Or, lorsqu'on additionne les dépenses des différents acteurs, on obtient un total beaucoup plus élevé que celui de leur production (le PIB), car certaines choses sont comptées plusieurs fois. La dépense en éclairage des municipalités, par exemple, a déjà été comptée en tant que dépense salariale par EDF ; la dépense en pain des ménages a déjà été comptée comme dépense des boulangers en farine, etc.
Considérons par exemple les dépenses de deux secteurs institutionnels, parmi les sept dans lesquels l'Insee classe habituellement les acteurs économiques : les ménages et les sociétés non financières. En 2010, la dépense des ménages (en consommation finale) a été de 1 084,8 milliards d'euros tandis que celle des sociétés non financières (en achats aux autres secteurs institutionnels et en salaires) a été de 1 928,2 milliards. On n'a pas encore compté les cinq secteurs institutionnels restants, qu'on a déjà dépassé le PIB de 56%.
Devrait-on dire alors, à la manière de M. Novelli, que les sociétés non financières dépensent, à elles seules, "99,8% de ce que nous produisons" ? Pour donner une idée approximative de l'ordre de grandeur du montant d'une dette ou d'une dépense, c'est parfaitement légitime de le juxtaposer à une grandeur plus familière, comme le PIB. Mais parler de la dépense, ou de la dette, comme si elles faisaient partie du PIB, n'aide pas à la clarté du raisonnement.
LES "DÉPENSES PUBLIQUES" DES AUTRES PAYS
Il est parfaitement légitime aussi de se demander si nos administrations publiques ne sont pas trop couteuses, si elles ne fonctionnent pas mieux, ou à moindre coût, dans d'autres pays développés. Mais c'est une erreur de croire qu'on juge de leur coût pour la société en comparant le niveau des dépenses publiques.
La différence de niveau de ces dépenses tient en très grande partie au fait que, d'un pays à l'autre, on ne compte pas la même chose (différence de périmètre) et on ne compte pas de la même manière. Comme l'expliquent les experts de l'OCDE, qui étudient le problème des comparaisons entre pays depuis des nombreuses années : "les phrases du genre ‘le pays X dépense plus que le pays Y' sont trop souvent fausses (all too often these statements are wrong)"

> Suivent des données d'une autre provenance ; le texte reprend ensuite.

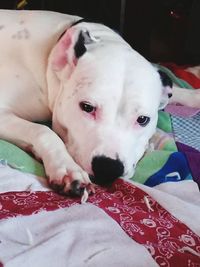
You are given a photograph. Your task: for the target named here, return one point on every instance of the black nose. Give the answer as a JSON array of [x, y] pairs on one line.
[[106, 170]]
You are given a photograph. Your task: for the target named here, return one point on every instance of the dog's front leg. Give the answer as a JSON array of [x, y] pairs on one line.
[[63, 173]]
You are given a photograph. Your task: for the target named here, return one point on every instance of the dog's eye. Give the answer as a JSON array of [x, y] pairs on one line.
[[87, 107], [143, 120]]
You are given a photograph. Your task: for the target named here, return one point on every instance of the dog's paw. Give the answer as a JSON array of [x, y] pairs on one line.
[[74, 183]]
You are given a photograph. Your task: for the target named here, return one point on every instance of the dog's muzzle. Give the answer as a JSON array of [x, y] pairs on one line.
[[106, 170]]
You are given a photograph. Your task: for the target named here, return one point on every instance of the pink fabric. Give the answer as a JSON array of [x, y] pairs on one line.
[[160, 232]]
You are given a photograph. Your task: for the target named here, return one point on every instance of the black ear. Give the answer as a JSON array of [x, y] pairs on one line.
[[166, 81], [83, 39]]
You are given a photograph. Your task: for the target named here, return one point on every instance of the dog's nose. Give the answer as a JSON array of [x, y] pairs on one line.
[[106, 170]]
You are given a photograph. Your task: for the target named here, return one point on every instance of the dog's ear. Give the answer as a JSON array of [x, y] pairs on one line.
[[70, 47], [166, 89]]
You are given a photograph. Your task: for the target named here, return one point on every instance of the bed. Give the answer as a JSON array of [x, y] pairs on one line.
[[153, 219]]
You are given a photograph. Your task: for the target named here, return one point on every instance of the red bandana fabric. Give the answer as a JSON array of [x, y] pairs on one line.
[[170, 242]]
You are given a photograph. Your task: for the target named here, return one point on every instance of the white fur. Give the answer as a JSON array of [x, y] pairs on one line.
[[120, 83]]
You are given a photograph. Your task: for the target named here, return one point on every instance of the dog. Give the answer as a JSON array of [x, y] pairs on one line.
[[101, 96]]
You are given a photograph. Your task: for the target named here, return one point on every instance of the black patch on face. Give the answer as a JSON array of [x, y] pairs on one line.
[[106, 170], [166, 81], [79, 47]]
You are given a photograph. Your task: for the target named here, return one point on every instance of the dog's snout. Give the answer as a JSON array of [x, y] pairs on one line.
[[106, 170]]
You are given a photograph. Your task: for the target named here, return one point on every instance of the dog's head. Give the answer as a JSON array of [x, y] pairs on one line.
[[106, 106]]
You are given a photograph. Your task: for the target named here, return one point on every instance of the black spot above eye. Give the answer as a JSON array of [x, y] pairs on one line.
[[143, 120], [87, 107]]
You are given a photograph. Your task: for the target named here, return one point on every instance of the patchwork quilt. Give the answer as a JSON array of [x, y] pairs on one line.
[[151, 220]]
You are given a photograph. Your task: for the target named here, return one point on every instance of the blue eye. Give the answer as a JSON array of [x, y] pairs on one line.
[[143, 120]]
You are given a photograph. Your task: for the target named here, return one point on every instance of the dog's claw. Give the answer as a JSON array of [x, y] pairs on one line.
[[76, 188]]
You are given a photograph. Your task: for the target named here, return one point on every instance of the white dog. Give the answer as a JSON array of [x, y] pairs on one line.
[[101, 95]]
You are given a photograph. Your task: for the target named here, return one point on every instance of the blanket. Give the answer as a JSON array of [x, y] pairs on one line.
[[151, 220]]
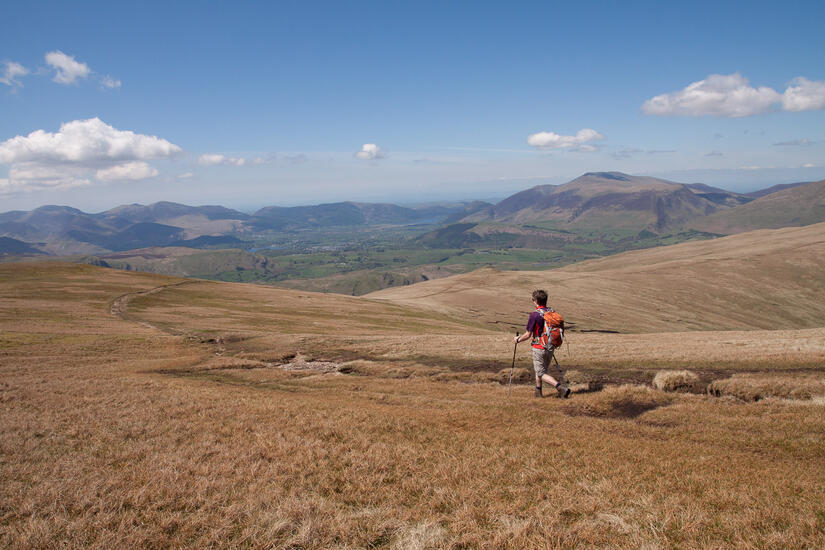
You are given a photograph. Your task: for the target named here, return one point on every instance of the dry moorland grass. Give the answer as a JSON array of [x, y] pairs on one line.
[[750, 387], [675, 380], [116, 434]]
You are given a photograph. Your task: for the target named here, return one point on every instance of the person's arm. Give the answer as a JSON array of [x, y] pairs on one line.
[[523, 337]]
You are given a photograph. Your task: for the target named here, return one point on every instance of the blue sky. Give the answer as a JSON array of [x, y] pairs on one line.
[[249, 104]]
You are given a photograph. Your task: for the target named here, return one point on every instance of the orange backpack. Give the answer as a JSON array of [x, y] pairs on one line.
[[553, 334]]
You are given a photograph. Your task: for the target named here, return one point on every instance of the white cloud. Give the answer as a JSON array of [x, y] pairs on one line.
[[11, 72], [718, 95], [80, 149], [82, 141], [67, 69], [370, 151], [579, 142], [804, 95], [109, 82], [213, 159], [795, 142], [32, 176], [137, 170], [732, 96]]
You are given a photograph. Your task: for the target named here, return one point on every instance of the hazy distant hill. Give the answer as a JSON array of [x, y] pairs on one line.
[[349, 214], [608, 200], [795, 205], [65, 230], [774, 189], [726, 283], [14, 247]]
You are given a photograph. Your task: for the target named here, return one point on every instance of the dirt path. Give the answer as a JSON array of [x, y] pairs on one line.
[[120, 305]]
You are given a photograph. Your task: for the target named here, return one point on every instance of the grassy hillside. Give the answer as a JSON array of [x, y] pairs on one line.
[[763, 279], [795, 206], [160, 412]]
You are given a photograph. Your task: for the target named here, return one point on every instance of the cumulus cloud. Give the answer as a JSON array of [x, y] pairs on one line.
[[213, 159], [804, 95], [795, 142], [67, 69], [31, 176], [109, 82], [370, 151], [717, 95], [128, 171], [82, 141], [79, 150], [733, 96], [11, 71], [579, 142]]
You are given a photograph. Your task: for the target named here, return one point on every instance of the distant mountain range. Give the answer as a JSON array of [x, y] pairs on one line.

Au Danemark et aux Etats-Unis, par exemple, les dépenses publiques à caractère social (rapportées au PIB) s'élevaient, en 2007, à 26 et à 16,2% respectivement. A première vue la différence est énorme, de presque dix points de PIB. Mais, si l'on tient compte du fait que les prestations sociales sont taxées très différemment d'un pays à l'autre, la différence se réduit de moitié. Si l'on tient aussi compte des transferts sociaux qui ne transitent pas par les budgets publics, comme les "dépenses sociales privées à caractère obligatoire" (les cotisations d'assurance privée obligatoires payées par les entreprises, par exemple), et les différentes dépenses sociales encourues par les ménages mais déductibles des impôts (un manque à gagner pour l'administration publique mais pas une dépense), on constate que la dépense nette à caractère social est légèrement plus élevé aux Etats-Unis. Ce qui se comprend car les problèmes sociaux de ce pays sont tellement plus importants. Comme l'expliquent les experts de l'OCDE : "la dépense sociale totale, exprimée en pourcentage du PIB, est en réalité similaire dans des pays qui semblent avoir des niveaux de dépense très différents".

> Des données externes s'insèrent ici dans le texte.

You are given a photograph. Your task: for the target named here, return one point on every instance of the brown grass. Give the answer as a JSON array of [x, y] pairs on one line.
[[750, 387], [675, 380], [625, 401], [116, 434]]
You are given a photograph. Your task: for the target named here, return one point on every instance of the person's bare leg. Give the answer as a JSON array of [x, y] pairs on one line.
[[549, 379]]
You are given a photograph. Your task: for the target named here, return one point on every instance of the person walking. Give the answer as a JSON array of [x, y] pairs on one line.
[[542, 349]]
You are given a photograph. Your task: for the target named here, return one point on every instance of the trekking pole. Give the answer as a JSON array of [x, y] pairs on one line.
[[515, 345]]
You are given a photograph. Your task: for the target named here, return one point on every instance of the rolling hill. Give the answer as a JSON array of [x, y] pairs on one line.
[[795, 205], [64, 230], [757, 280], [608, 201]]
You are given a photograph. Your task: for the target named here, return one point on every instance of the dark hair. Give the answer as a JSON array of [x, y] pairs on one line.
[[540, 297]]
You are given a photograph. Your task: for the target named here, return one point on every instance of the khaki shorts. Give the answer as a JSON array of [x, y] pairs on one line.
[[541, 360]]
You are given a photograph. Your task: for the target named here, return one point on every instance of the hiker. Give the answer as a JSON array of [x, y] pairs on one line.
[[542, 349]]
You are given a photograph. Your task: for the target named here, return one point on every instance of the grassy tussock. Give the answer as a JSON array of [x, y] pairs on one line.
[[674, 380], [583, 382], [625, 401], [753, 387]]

Des questions similaires se posent à propos de l'évolution des dépenses publiques de certains pays que nous sommes trop rapidement tentés d'imiter sans connaître leurs circonstances spécifiques. Nous devons distinguer entre les réductions des dépenses qui peuvent être utiles et transposables chez nous et celles qui s'expliquent par des conjonctures qui ne sont pas au même stade, par des évolutions démographiques différentes, par des modifications du périmètre considéré, etc.